Assaults on staff at three disability centres run by same operator

Health watchdog carried out inspections of Nua Healthcare facilities in Kildare and Wicklow

An unannounced inspection by the health authority found female staff working in isolation were vulnerable to assaults by residents. Photograph: Istock
An unannounced inspection by the health authority found female staff working in isolation were vulnerable to assaults by residents. Photograph: Istock

Assaults, spitting incidents and attacks on staff occurred in three disability centres run by the same operator, according to reports by the State's health watchdog. The facilities are run by Nua Healthcare in counties Kildare and Wicklow.

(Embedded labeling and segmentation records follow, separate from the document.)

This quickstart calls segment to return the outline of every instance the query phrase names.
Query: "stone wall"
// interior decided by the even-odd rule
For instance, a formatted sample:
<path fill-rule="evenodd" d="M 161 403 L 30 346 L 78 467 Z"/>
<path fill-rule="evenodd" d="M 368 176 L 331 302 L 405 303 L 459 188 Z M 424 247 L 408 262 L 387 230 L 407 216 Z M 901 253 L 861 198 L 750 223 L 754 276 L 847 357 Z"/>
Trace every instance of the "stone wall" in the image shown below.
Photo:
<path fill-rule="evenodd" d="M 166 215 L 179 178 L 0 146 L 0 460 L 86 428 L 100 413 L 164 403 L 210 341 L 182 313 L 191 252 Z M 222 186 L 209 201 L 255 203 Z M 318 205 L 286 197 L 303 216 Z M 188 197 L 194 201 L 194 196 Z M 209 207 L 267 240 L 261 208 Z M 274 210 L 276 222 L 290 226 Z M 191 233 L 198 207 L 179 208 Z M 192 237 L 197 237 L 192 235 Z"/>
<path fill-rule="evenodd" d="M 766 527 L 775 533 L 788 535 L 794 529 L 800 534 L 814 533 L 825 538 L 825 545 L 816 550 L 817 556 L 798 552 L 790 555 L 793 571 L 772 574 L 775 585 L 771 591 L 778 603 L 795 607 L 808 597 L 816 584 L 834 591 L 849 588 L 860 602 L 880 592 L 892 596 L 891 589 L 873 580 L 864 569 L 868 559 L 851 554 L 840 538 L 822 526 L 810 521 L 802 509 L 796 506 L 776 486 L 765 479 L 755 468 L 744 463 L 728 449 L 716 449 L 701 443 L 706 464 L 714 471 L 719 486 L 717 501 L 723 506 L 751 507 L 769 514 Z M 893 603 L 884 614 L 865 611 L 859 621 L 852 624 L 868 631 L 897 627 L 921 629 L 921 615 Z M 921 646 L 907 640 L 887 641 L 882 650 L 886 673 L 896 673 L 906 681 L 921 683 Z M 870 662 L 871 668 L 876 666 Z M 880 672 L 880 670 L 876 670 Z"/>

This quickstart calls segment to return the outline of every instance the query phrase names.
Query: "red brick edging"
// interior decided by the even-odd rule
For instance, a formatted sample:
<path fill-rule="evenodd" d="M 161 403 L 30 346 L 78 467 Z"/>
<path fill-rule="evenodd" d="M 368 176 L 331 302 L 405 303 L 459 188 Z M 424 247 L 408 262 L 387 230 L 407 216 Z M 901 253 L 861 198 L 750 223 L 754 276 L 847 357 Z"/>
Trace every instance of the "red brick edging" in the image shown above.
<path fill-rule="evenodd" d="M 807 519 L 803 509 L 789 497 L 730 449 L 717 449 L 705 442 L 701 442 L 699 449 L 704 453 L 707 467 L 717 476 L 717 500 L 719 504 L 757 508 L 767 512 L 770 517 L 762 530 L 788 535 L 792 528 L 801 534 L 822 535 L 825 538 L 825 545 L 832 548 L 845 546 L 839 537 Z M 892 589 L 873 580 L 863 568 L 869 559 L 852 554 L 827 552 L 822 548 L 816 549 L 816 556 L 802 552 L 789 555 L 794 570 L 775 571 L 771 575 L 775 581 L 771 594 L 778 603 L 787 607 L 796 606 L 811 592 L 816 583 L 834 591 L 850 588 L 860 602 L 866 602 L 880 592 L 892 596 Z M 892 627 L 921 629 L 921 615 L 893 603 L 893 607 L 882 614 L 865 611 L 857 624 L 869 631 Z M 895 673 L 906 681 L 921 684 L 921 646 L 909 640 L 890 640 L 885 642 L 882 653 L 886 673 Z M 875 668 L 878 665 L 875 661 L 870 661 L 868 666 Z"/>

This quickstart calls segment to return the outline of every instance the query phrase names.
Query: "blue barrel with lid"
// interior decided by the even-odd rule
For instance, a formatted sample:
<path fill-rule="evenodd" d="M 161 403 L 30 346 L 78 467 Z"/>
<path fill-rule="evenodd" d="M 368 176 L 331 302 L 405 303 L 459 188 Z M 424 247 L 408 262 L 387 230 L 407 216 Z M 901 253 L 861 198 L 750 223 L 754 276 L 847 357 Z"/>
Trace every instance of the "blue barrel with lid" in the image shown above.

An unannounced inspection by Hiqa, the Health Information and Quality Authority, at the 10-bed Chapel View centre in Kildare found female staff working in isolation were vulnerable to assaults by residents, and there was a high risk from a series of “violent outbursts”.

The watchdog also reported two staff had been assaulted on the first day of a two-day inspection at the Broadleaf Manor service in Kildare and there had been a high level of staff injuries recorded at the five-bed facility.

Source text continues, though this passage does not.